The Tennessee Board of Regents met on Feb. 18 to discuss plans to create a task force that will research campus safety and security for nearly six months.
The goal of the campus safety task force is to prevent incidents on campuses rather than having to react to an incident, according to TBR officials.
Members of the task force will study the schools that are a part of the TBR, as well as other schools, and report its findings by the September board meeting.
The task force will include representation from each of the three types of postsecondary institutions headed by the TBR, including community colleges, technical colleges and universities—like the University of Memphis.
Although TBR has plans to strengthen security on its college campuses, the U of M is already two phases in on a safety project they began in 2014, said campus assistant chief of police and director of police operations Derek Myers.
Students at the U of M will soon need their student ID cards to enter more buildings on campus due to nearly $1.3 million in security updates and changes.
Electronic doors that can be locked and unlocked remotely are replacing scores of exterior doors, thumb latches and deadbolts are being added to classroom doors in older buildings like Patterson and Clement.

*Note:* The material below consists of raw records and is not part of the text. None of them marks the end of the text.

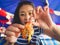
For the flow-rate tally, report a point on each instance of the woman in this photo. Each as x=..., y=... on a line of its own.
x=26, y=12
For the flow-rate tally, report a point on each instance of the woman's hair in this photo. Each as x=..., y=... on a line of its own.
x=16, y=18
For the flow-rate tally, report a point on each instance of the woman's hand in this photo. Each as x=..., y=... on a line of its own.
x=43, y=18
x=13, y=32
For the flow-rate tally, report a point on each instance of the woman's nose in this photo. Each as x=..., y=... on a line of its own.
x=27, y=18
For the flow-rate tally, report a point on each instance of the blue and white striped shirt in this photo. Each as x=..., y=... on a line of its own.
x=34, y=40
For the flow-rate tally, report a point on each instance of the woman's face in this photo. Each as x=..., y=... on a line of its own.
x=25, y=13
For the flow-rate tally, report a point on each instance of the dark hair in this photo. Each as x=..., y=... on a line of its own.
x=16, y=18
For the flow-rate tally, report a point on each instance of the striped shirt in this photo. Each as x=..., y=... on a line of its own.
x=34, y=40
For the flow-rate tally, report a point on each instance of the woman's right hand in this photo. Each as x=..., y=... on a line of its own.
x=13, y=32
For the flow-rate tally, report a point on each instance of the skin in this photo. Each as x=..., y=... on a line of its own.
x=26, y=13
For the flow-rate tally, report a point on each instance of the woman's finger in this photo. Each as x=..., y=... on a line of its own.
x=13, y=29
x=18, y=26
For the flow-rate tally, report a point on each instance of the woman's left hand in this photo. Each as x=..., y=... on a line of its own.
x=43, y=18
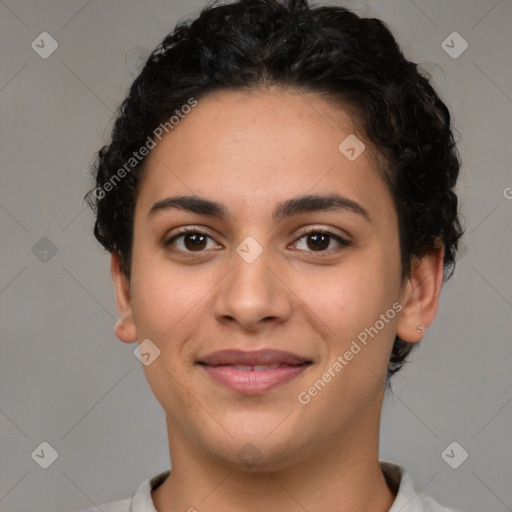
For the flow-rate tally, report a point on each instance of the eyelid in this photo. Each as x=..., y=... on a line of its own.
x=343, y=240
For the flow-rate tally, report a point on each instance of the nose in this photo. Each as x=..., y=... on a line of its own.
x=252, y=296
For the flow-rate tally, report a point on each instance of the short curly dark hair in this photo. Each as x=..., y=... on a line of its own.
x=353, y=61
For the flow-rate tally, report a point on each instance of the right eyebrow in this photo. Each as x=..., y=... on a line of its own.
x=285, y=209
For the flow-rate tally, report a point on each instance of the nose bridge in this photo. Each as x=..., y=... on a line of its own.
x=251, y=292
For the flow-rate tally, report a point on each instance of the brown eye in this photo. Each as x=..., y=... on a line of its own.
x=320, y=241
x=190, y=241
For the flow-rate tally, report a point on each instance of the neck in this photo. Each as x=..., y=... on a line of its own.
x=340, y=475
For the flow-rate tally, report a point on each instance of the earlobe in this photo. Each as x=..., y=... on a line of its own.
x=420, y=296
x=125, y=328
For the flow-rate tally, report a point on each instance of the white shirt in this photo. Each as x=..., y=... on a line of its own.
x=406, y=500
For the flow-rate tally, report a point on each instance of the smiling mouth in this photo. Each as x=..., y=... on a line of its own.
x=254, y=379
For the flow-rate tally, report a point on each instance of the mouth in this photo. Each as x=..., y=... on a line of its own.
x=253, y=372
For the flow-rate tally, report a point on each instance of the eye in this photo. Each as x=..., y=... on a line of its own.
x=317, y=240
x=192, y=240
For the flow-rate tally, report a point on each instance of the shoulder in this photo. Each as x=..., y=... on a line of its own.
x=115, y=506
x=407, y=499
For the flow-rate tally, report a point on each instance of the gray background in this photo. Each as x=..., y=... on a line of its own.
x=64, y=377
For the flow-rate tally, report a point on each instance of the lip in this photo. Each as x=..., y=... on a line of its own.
x=235, y=369
x=255, y=357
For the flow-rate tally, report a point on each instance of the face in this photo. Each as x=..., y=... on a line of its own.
x=309, y=278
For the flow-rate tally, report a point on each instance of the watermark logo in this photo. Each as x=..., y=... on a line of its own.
x=454, y=455
x=44, y=45
x=45, y=455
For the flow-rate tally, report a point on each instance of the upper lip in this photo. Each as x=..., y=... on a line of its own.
x=257, y=357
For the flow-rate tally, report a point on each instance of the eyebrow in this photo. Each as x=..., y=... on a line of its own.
x=290, y=207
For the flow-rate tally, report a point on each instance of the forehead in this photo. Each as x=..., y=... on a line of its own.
x=260, y=148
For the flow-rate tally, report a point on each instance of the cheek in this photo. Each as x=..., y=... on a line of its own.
x=166, y=297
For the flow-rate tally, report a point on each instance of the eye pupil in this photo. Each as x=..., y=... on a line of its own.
x=197, y=240
x=320, y=241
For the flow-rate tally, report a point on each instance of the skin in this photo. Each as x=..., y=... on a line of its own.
x=250, y=152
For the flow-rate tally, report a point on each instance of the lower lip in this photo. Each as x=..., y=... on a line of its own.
x=253, y=382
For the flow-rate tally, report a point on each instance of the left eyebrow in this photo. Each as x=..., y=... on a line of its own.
x=290, y=207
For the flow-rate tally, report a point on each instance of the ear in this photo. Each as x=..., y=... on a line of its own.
x=420, y=296
x=125, y=328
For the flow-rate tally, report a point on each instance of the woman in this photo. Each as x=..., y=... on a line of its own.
x=278, y=201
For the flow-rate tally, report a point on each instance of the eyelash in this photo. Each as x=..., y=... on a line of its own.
x=342, y=241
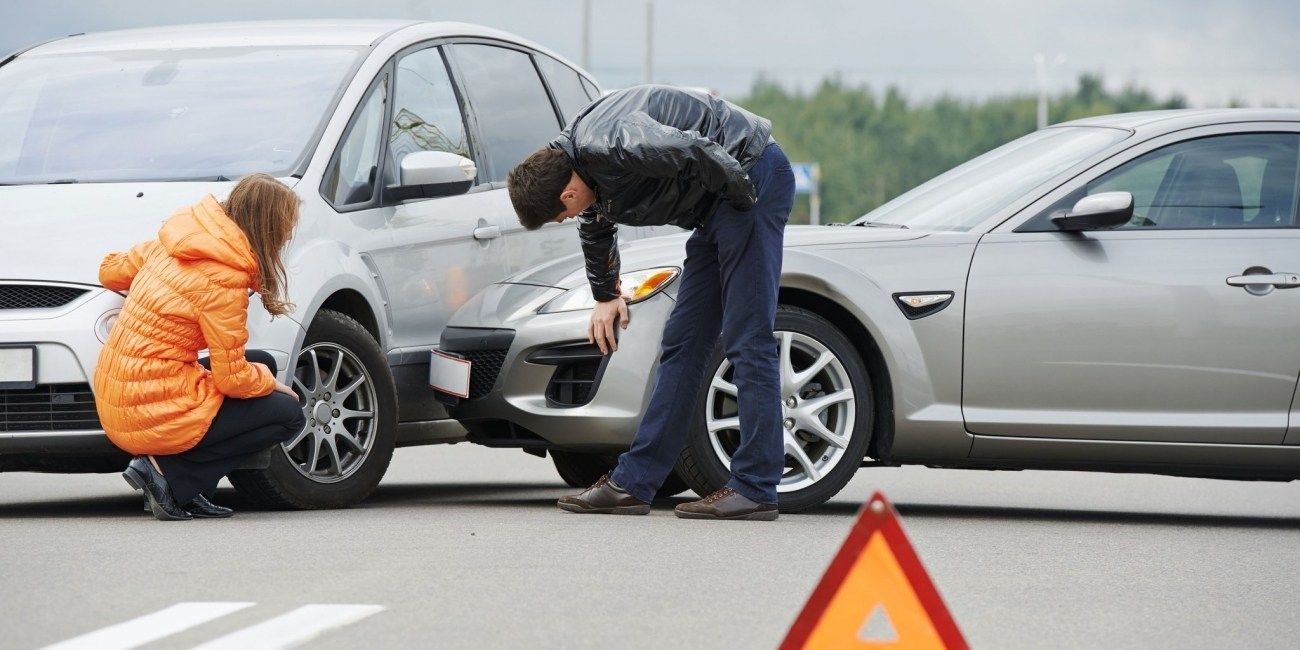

These repairs will cost close to $400,000.
Using electronic doors will allow University security to lock and unlock the doors at specific times from a central location.
The U of M is adding the central locking system to existing electronic exterior doors, interior doors and electronic exterior doors to be installed, which will allow the doors to be locked even while open.
“The problem was that people started asking questions about active shooters, so we gave them guidelines on the best practices,” said Myers. “We recommended locking classroom doors, but people were saying that they couldn’t lock the doors.”
The University is also expanding the number of buildings that have card readers, which would allow a student to swipe his or her student ID card to enter a building that has been locked after normal operating hours.
Security updates and changes on campus have very little to do with a specific incident or threat, Myers said.
Amongst other universities in the state of Tennessee with more than 5,000 students, including those overseen by the TBR, the U of M continues to have an extremely low crime rate, Myers said.
U of M’s latest security updates are part of a project that will last for more than several years. Also known as Phase 2, the project seeks to equip every education and general-use building on the main campus with doors that can be accessed with a valid ID card outside of normal operating hours.
Phase 1, a $1.75 million project began in 2014 when the U of M began replacing the old exterior doors on nearly all campus buildings.
Board approval is not required in order for the TBR to create the campus safety task force.